Over the past decade or so, lab experiments have shown that naturally occurring concentrations of such drugs can alter fish behavior. In the lab, drug fish are often antisocial, less fearful, and more likely to take risks and fall into risky situations.

But it has been much more difficult to study what these drugs do to fish in the wild, Brand said. “Obviously, we can’t throw a lot of medicine into the river.”

Instead, he and his colleagues basically dumped the medicine into fish just before they moved from the Dal River in Sweden to the Baltic Sea. The team transplanted a delayed release drug into a young Atlantic salmon raised at 279 hatch sites. Implants released controlled doses of two drugs in various combinations: clobazam, a benzodiazepine often used to treat anxiety, and tramadol, an analgesic.

“In human patients, tramadol and clobazam are expected to have negative interactions, often not prescribed together,” Brand said. Researchers suspected that combos could also be harmful to fish. And, both drugs are commonly found in natural ecosystems, but are not detectable in this river belt.

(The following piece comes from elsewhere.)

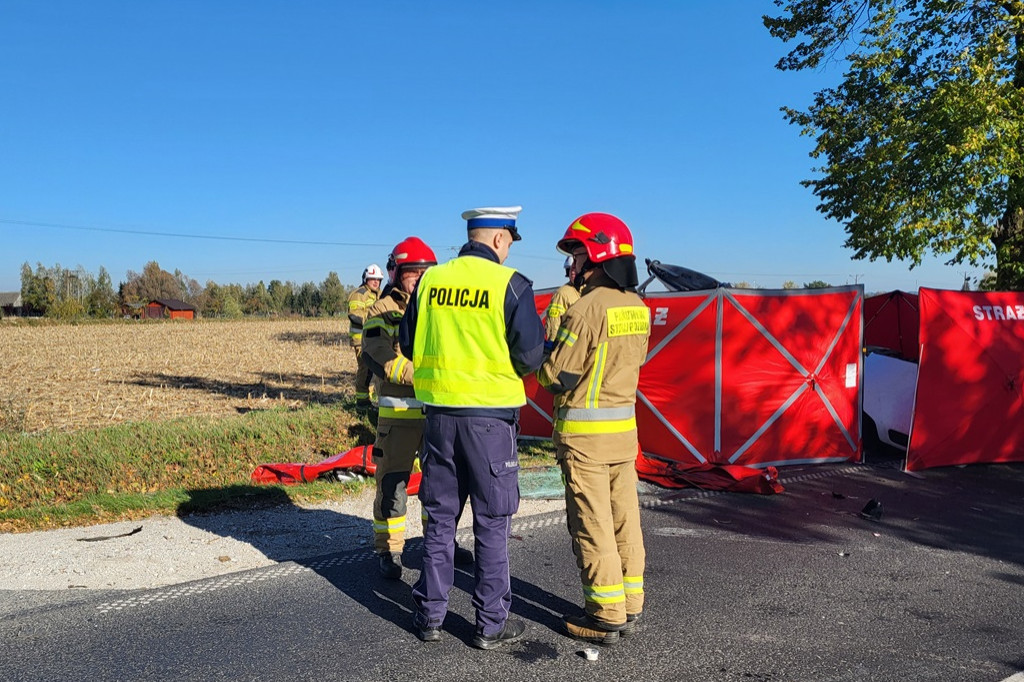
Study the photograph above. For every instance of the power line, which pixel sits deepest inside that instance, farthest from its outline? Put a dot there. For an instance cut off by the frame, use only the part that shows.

They also embedded tracking tags that allowed researchers to track fish as they moved from the Swedish release site across multiple hydroelectric dams into the Baltic Sea.

Bold salmon?

The crobazam seemed to support the success of young salmon migratory birds. Researchers found that more fish exposed to crobazam reached the Baltic Sea than unexposed fish. It seemed to have no effect on tramadol.

These results surprised the brand considering that they are known about how these drugs affect lab fish. “We expect a reduction in survival rates in the wild,” he said. It seemed rewarding in the transition context. It could have something to do with the dam. The dam has a large, spinning turbine to produce hydroelectric power generation.

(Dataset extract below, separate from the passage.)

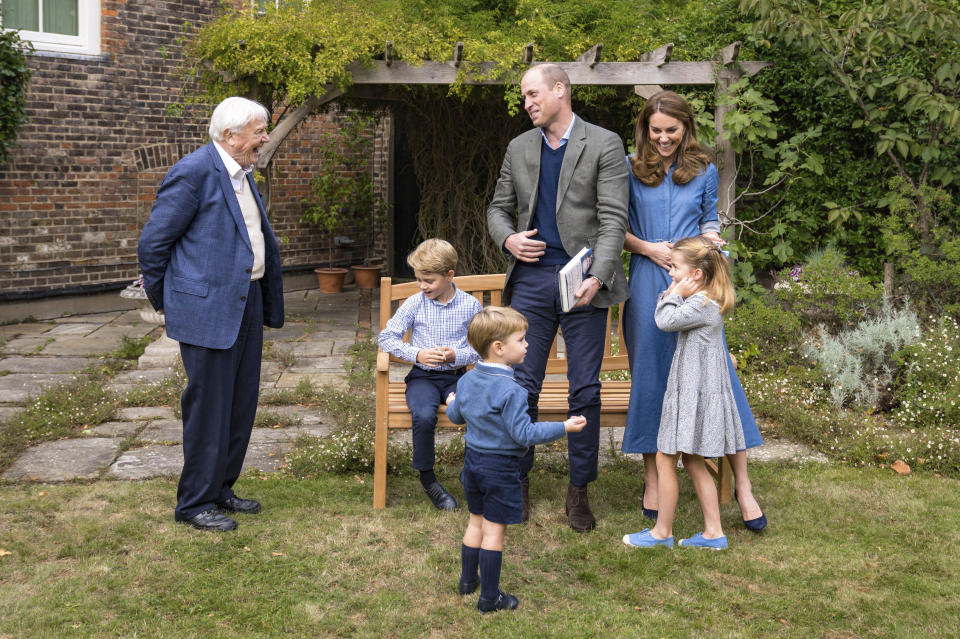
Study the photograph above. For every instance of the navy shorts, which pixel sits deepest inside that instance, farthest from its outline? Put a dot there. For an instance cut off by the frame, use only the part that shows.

“If they’re hit by the blade, they could die, so that’s not good,” said Olivia Simmons, a salmon biologist at the Norwegian Institute of Natural Sciences, who is not involved in the research. Typically these turbines slow the salmon, she said, and the fish understand how to pass an intact turbine.

However, the researchers found that fish exposed to crobazam cross the dam 2-3 times faster than non-exposed fish, saving an average of about five hours. “Maybe the bolder fish are spending less time deciding whether to pass through the scary turbines,” Simmons said.

Brands share their interpretations. “I suspect that these fish exposed to clobazams are more risky and more lonely, and therefore they are sort of lined up it through it through the dam, rather than waiting for a friend of salmon,” he said.

Wideer results

Its boldness appears to have been rewarded with more fish than it reaches the ocean, but it can be expensive in other contexts.

“After they arrived in the Baltic Sea, the salmon don’t know what happened. Did they have better or worse survival?” said Karen Kidd, an ectotoxicologist at McMaster University. Subsequent lab experiments suggest possible answers.

Brand and his colleagues have discovered that salmon exposed to crobazam are unlikely to form a school with other fish, making it easier for predators to pick them up.

Whatever the ultimate outcome of exposure, the study confirms that the types of behavioral changes seen in the lab can be converted into the wild, Kidd said. “This is truly a place where the novelty of this experiment shines through.

Still, there are many unknowns.

“We don’t know what these anti-anxiety and painkillers, as well as antibiotics, anti-epileptics, chemotherapy, etc. “That’s a global concern.”

There are potential solutions to the problem. Building a better wastewater treatment plant will help you catch these chemicals before polluting the environment. Drugs can also be designed to break down more easily in the environment, Kidd said.

“This is an important step forward to ensure that anything in the environment does not cause any adverse harm.”